I started using a Fitbit some time ago. I’m actually on Fitbit One #2 because Fitbit One the First fell off on a walk and was never seen again. It’s a helpful tool, but it has some pros and cons like everything else. The first obvious con being “it can fall off and get lost,” but Fitbit actually has some helpful recovery tips if this happens to you. (They didn’t save Fitbit the First for me, but most people don’t lose theirs in the wild like I did.)
- Being able to measure what I really did for activity and what I really consumed helped me get a realistic picture of my habits. It didn’t take very many days of logging all my activity and all my food data to realize I had a large calorie deficit and needed to eat more to support my activity. I thought I was less active than I was; I thought I ate more than I did. Surprise! Having some measure of this showed me what I needed to change to reach my goals. The One only measures steps, but I used the Dashboard function to enter all the other stuff I did, from yard work to laundry to swimming. So the limitation of step-measuring has a pretty good work-around.
- I got a built-in reminder to drink more water. Very helpful for the person who tends to refill her coffee cup instead of her water glass, and the reminder alone helped me improve my habits.
- The badges earned and progress updates and general fitness cheering are motivating. I get notices telling me how many lifetime steps, flights of stairs, and so on I’ve logged. I get notified that I hit my daily goal, or am close to it, and often being just below the next level is motivating enough to get up and hit it just to win the achievement. “I’ve done 40 flights of stairs today, if I do 10 more I can get the 50 flights badge!”
- Fitbit has a social aspect, so you can team up with your friends. If you see your friend close to goal you can “cheer” them. If you see that they’re ahead of you, you can try to beat them. But either way it keeps you from feeling like you’re going it all alone. Even from a distance, you can work toward a fitness goal with a buddy. Having another person to be accountable to helps on those days when commitment is flagging.

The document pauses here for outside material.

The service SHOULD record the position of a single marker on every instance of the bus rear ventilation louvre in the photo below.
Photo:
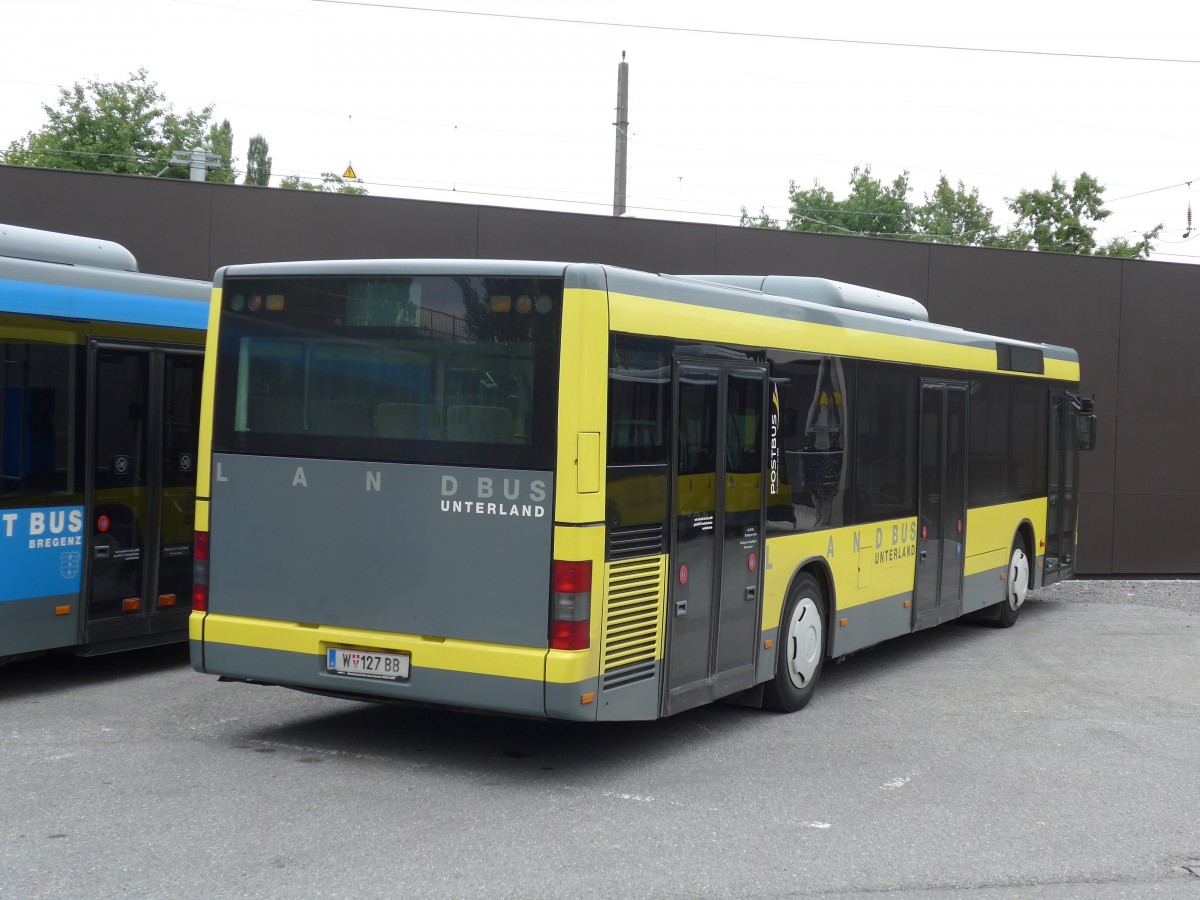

- Privacy settings allow you to control what other people see. Yes, Fitbit still has all your data and doubtless is using it to target ads or whatever, but it’s only public if you make it that way. And you can make some things public, some private, and some visible only to friends.
- The Fitbit One really is very small and easy to lose or leave in clothes bound for the laundry.
- Even when I manually enter miles bicycled or time swimming, it doesn’t add those logged activities into the daily fitness goal of 10,000 steps. If I swim for an hour, do ten minutes of yoga, and walk 5,000 steps, I still show up as below goal instead of the extra activity counting as the equivalent of another 5,000 steps. Likewise, flights of stairs get logged but don’t count as more effort than regular steps. It would be nice if there was some mechanism that took all the logged activity and gave it a cumulative “goal”. Still, we’re basically dealing with a glorified step counter here so the limitation is sort of built in.
- Like most fitness devices, it doesn’t seem to know what to do with women who are pregnant or breastfeeding. I started wearing mine while breastfeeding and had to do a rough calculation of the calories that deducted from my day and plug it into my data to adjust for the difference but there was no setting whatsoever for this. Seems like quite an oversight when you consider how many women get pregnant and breastfeed and need to account for the caloric difference. (I still remember how the Wii Fit screamed at me when I was pregnant and kept gaining weight even though it was the textbook one pound per month, so I have the same beef with pretty much all fitness tech when it comes to this. Fitness tech needs more women in the design stage. Or at least men who recognize female biology as a thing. A setting for “pregnant” or “breastfeeding” isn’t too much to ask, really.)